Cookies - HTTP Only should be enabled
Security
High
System property
Rule ID
SN-0191Impact
If this property is not set to "true", Javascript code can manipulate cookies set by ServiceNow. This opens up some cross-site scripting attack vectors.
Remediation
Set the system property "glide.cookies.http_only" to true. This reduces (but does not eliminate) the vulnerability to cross-site scripting attacks.
Time to fix
15 min
References
This rule is linked to Common Weakness Enumeration CWE-1004 Sensitive Cookie Without HttpOnly Flag.
Related best practice
This article is based on the ServiceNow support article. See the original article on the ServiceNow support site: ServiceNow HI: Cookies - HTTP Only .
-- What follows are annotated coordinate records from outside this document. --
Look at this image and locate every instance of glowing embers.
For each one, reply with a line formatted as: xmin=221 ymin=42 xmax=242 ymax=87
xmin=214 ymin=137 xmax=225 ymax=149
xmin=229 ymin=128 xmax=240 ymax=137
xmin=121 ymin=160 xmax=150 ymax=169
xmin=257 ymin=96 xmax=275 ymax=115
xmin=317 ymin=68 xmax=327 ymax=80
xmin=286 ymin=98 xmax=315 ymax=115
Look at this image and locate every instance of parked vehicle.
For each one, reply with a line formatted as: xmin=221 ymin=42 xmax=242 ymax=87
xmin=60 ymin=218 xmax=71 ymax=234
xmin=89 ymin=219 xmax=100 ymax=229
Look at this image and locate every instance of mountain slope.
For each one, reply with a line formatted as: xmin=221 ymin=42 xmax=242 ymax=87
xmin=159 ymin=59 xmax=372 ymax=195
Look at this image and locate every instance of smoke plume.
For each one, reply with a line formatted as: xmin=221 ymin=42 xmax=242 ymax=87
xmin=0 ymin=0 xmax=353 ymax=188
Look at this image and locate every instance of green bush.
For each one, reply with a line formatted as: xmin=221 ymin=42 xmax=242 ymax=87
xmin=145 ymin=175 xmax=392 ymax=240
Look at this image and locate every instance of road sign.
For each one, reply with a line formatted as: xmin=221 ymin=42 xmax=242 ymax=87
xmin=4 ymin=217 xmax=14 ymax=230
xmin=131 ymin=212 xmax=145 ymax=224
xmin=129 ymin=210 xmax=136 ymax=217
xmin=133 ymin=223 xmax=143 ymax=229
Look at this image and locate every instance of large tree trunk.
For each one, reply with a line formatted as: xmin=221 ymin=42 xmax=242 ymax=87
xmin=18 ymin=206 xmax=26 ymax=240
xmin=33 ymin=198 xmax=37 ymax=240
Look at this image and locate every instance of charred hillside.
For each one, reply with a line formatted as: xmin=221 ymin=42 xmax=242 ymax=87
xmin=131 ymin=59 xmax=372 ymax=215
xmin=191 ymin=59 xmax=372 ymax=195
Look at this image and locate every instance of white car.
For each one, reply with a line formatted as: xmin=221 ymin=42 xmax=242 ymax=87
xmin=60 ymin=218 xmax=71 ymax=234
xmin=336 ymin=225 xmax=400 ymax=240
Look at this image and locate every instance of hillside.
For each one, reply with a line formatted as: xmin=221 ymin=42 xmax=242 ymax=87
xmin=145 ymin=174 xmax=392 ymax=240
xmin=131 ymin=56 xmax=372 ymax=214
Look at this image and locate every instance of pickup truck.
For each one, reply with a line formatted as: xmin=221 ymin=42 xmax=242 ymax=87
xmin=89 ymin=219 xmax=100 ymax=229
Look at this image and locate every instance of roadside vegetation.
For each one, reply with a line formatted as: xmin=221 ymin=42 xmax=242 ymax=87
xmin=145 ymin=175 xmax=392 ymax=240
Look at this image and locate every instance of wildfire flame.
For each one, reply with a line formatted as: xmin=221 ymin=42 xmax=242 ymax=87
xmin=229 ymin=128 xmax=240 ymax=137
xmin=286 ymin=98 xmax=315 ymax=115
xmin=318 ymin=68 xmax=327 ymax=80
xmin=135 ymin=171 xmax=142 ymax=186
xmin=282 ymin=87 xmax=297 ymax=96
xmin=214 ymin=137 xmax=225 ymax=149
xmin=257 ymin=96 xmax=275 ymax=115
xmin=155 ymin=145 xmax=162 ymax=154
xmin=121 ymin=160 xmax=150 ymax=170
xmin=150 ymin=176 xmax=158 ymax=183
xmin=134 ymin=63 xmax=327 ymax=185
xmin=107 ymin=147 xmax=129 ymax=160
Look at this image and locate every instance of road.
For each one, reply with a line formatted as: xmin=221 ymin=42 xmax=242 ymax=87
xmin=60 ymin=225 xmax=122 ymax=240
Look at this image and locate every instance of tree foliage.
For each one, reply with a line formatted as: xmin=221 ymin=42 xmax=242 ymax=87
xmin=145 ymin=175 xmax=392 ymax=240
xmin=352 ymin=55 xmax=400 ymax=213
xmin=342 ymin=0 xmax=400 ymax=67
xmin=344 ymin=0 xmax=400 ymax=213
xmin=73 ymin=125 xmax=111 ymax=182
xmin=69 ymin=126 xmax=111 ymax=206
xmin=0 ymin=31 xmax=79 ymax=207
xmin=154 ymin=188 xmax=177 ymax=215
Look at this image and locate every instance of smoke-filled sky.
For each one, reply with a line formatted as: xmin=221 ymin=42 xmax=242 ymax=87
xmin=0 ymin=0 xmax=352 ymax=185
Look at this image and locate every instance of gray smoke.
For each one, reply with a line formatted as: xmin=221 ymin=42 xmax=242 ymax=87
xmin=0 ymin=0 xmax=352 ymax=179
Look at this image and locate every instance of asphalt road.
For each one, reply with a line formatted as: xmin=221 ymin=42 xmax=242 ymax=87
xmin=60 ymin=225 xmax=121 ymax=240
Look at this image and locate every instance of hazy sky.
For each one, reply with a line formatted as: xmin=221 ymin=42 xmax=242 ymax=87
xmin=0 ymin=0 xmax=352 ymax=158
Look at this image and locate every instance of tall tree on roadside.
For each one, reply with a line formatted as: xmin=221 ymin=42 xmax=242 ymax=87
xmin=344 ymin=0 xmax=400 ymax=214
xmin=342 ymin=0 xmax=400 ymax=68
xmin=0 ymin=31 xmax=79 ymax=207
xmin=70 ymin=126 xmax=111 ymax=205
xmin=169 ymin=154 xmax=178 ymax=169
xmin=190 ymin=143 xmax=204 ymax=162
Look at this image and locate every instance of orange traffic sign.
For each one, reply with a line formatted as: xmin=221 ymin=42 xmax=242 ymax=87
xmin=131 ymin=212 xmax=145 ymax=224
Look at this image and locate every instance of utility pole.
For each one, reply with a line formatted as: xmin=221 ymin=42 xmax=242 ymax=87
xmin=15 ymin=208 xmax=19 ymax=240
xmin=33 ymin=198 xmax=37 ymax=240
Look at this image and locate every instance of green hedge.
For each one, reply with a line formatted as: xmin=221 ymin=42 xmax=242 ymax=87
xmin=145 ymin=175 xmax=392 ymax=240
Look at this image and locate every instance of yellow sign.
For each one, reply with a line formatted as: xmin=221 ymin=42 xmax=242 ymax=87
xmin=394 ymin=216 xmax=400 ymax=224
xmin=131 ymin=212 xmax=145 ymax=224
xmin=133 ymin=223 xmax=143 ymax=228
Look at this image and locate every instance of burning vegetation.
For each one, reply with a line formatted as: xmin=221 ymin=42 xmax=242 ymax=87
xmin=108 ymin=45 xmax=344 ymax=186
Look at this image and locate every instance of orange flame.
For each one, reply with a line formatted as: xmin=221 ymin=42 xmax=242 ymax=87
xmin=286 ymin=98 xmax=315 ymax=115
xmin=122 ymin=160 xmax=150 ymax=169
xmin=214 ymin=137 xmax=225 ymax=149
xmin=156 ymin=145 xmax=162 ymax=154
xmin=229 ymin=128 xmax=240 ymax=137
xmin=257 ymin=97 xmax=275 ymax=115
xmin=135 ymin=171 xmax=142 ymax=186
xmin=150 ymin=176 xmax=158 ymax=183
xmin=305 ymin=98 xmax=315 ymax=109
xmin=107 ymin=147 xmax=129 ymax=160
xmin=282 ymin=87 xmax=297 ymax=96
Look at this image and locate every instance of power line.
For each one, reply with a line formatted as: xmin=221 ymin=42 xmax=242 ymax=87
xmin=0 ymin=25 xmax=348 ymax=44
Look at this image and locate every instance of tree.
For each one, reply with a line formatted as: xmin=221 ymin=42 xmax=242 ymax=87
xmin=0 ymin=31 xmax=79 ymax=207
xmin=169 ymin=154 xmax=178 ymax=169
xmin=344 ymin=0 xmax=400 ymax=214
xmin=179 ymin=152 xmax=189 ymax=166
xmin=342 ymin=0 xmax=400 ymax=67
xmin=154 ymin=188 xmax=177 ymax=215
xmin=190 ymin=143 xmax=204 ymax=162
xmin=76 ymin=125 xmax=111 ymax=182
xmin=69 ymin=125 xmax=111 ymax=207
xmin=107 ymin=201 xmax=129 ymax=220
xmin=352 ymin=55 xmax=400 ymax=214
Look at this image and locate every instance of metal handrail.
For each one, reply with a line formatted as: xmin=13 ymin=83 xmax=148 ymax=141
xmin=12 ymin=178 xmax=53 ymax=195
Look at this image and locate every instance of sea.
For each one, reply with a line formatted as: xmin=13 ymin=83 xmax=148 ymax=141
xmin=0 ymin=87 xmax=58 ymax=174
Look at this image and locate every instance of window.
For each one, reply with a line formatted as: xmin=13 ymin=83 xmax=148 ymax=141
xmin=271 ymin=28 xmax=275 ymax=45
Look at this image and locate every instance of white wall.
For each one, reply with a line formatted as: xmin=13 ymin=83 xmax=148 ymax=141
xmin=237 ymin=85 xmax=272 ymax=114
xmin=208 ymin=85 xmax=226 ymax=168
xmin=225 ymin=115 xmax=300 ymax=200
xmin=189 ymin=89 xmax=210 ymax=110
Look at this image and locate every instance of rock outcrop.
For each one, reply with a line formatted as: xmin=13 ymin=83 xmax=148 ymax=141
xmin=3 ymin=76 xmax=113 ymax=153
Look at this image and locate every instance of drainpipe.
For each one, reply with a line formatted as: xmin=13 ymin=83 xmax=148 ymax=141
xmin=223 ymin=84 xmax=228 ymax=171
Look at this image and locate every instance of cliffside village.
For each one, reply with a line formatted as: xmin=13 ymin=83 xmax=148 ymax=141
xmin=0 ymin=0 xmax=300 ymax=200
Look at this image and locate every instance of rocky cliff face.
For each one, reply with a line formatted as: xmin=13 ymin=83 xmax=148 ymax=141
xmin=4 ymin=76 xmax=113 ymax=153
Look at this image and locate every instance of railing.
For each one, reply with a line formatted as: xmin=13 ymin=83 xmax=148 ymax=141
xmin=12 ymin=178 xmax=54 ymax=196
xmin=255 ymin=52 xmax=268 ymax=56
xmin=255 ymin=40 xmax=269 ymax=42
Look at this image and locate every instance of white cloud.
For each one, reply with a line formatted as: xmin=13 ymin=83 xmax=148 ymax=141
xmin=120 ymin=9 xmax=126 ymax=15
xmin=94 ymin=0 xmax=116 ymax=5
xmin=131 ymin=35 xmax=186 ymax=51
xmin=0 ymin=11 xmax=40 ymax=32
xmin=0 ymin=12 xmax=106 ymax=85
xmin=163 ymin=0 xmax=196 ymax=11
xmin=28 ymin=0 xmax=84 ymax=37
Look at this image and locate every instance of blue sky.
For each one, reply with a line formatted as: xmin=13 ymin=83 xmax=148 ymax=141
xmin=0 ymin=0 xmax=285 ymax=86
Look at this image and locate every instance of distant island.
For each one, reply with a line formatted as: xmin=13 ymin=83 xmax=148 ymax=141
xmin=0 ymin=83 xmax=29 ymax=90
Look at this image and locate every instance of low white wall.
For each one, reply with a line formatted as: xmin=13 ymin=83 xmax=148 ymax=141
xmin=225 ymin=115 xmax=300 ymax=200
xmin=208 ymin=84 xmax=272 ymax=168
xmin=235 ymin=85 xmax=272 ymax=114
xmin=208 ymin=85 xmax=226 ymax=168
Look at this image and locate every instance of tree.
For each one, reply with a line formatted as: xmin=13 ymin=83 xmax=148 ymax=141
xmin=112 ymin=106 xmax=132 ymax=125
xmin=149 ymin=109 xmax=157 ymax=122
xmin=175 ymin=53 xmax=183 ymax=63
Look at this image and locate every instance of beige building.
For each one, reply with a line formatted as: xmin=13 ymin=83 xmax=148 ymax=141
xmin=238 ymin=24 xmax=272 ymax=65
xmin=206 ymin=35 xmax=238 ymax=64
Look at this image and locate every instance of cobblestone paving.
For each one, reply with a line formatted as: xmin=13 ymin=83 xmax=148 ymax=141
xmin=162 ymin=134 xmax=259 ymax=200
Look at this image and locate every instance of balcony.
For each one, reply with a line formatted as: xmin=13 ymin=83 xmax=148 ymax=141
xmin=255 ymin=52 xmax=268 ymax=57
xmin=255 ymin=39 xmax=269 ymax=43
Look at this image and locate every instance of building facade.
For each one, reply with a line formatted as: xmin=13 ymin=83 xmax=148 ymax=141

HTTPOnly attribute is used to help prevent attacks such as cross-site scripting, since it does not allow the cookie to be accessed via a client side script such as JavaScript. It does not eliminate cross site scripting risks but does eliminate some exploitation vectors. When this property is set to true HTTPOnly attribute is enabled for sensitive cookies.
| Cookies - HTTP Only | |
|---|---|
| Property Name | glide.cookies.http_only |
| Configuration Type | System Properties (/sys_properties_list.do) |
| Purpose | To mitigate the risk of client side script accessing the protected cookie. |
| Requirement | Mandatory |
| Recommended Value | True |
| Default Behavior | Set to true |
| Revertible behavior | N/A |
| Role required | Admin |
| Release Version | Berlin |
| Functional Impact | (Low) This remediation adds an extra flag in the form of "HTTPOnly" on the session cookies and thus protecting the session cookies from being stolen. If the customer has build custom functionality that requires JavaScript to access the user's cookie, that functionality will break. Under normal circumstances this should not be the case. The platform handles session management and there shouldn't be a reason for a custom script to be accessing user's cookies. |
| Security Risk | (Medium) Session Cookies on the application authenticate an end user and provide implicit access permissions on the application, and thus there is a need to secure them from being stolen or exported. HTTP Only flags would protect the session cookies from being stolen by Javascript injections or Cross Site scripting vulnerabilities. |
| Workaround | No alternate method available. |
How to configure
- Navigate to /sys_properties_list.do.
- Search for the property.
- Assign the recommended value as shown in the screenshot > Click Update.